Между 1923 и 1928 годами де Бройль, Шредингер, Гейзенберг, Дирак, Паули, Борн и другие, исходя из того, что до тех пор было только собранием магических рецептов, строят грандиозное творение человеческого разума — современную квантовую теорию. Рождению квантовой теории можно противопоставить появление специальной теории относительности, возникшей всецело в уме двадцатишестилетнего технического эксперта второго класса в бюро патентов швейцарского города Берна. Повлиял ли на его мышление отрицательный результат эксперимента Майкель-сона, вопрос не решен. Сам Эйнштейн хранил молчание, но, по-моему, это не важно. Я не сомневаюсь, что его главным побуждением была слабость и противоречивость теории абсолютного эфира.

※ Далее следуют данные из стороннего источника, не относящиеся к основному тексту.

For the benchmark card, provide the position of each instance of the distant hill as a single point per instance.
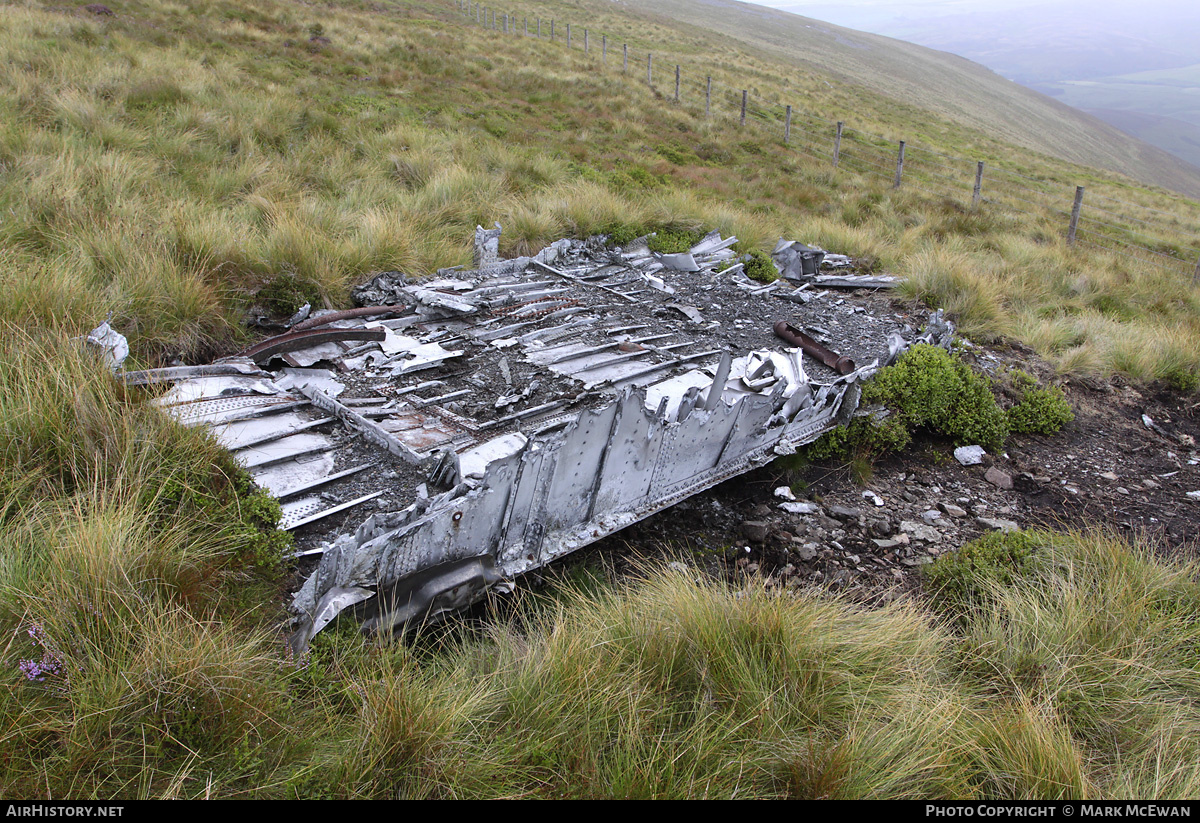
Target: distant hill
(937, 82)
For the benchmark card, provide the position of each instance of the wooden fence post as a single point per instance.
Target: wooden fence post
(1074, 215)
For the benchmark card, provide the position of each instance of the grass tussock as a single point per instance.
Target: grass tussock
(179, 164)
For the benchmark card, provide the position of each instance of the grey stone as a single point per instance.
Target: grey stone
(952, 510)
(801, 508)
(755, 530)
(805, 552)
(999, 479)
(844, 512)
(970, 455)
(997, 524)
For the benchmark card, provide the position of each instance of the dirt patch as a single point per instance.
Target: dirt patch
(1127, 464)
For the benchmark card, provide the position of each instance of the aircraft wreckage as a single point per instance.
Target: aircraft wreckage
(456, 432)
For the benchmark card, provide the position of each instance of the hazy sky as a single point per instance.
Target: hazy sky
(882, 10)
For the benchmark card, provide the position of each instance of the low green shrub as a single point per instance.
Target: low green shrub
(930, 389)
(959, 580)
(761, 268)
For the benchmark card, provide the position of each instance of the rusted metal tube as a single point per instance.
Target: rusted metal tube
(348, 314)
(294, 341)
(838, 362)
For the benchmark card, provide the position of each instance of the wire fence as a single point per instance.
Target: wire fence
(1149, 234)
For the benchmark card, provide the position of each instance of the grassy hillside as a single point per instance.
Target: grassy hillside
(184, 164)
(935, 82)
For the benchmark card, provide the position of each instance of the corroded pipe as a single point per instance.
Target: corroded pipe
(839, 362)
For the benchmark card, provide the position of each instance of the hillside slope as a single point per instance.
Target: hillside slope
(942, 83)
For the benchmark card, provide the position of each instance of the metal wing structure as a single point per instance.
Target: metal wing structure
(465, 430)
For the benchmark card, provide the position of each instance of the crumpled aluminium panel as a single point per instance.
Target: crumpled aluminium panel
(663, 407)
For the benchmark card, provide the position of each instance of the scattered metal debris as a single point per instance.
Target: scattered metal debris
(840, 364)
(513, 414)
(799, 263)
(111, 343)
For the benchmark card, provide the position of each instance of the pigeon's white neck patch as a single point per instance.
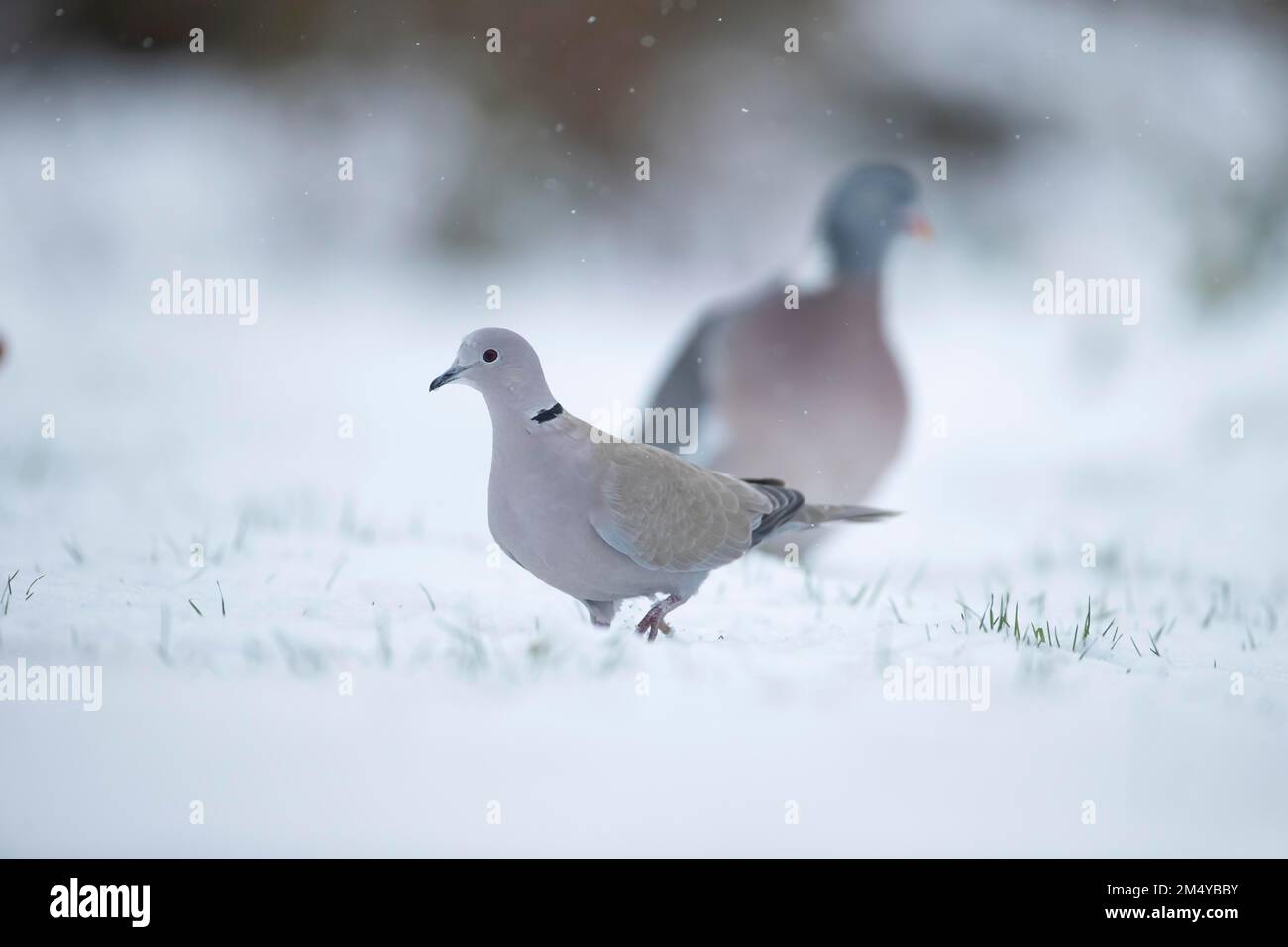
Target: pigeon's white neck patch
(814, 270)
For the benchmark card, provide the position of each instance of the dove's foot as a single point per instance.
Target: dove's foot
(655, 618)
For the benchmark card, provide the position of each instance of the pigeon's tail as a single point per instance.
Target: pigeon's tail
(814, 514)
(791, 512)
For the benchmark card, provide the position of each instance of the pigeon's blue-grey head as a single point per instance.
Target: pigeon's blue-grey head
(502, 368)
(867, 208)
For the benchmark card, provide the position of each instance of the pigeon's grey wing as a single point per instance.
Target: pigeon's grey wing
(669, 514)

Когда в 1906 году эксперименты Кауфмана дали указания о противоречии с предсказаниями теории относительности, Лоренц и Планк заколебались, но Эйнштейн остался невозмутим; более точные эксперименты показали, что он был прав. Но было бы неосторожно вывести из этого примера заключение о господстве теоретика над экспериментатором. Quod licet Jovi, non licet bovi (что дозволено Юпитеру, не дозволено быку). В биографии Эйнштейна есть малоизвестный эпизод — его сотрудничество с де Гаазом (de Haas), зятем Лоренца, в поисках экспериментального доказательства пропорциональности между угловым моментом J и магнитным моментом M в веществе. Их соотношение содержит безразмерную константу g, которая согласно классической электродинамике равна единице. В остроумном эксперименте Эйнштейн и де Гааз наблюдали вращение, связанное с намагничиванием, и определили с точностью 10 %, что д действительно равняется единице. Увы, их результат был ошибочен на все сто процентов. Теоретическое значение д — не 1, а 2. Эта разница происходит (жестокая ирония!) от релятивистского эффекта, как было впервые строго доказано Дираком. Что случилось? Смошенничали ли они? Не думаю. Но они были неосторожны. Они пришли в восторг при наблюдении ожидаемою вращения и после этого, очевидно, работали спустя рукава. Например, магнитное поле и намагниченность они не измеряли, а подсчитали по параметрам эксперимента. Первый эксперимент дал для д значение 1,02, т. е. в замечательном согласии с теорией. Второй эксперимент дал 1,48, но они отбросили этот результат как аномальный! Полагали ли они, что классическая электродинамика слишком прекрасна, чтобы оказаться ошибочной? Рассказал все это де Гааз в 1923 году. Эйнштейн никогда не сказал об этом ни слова.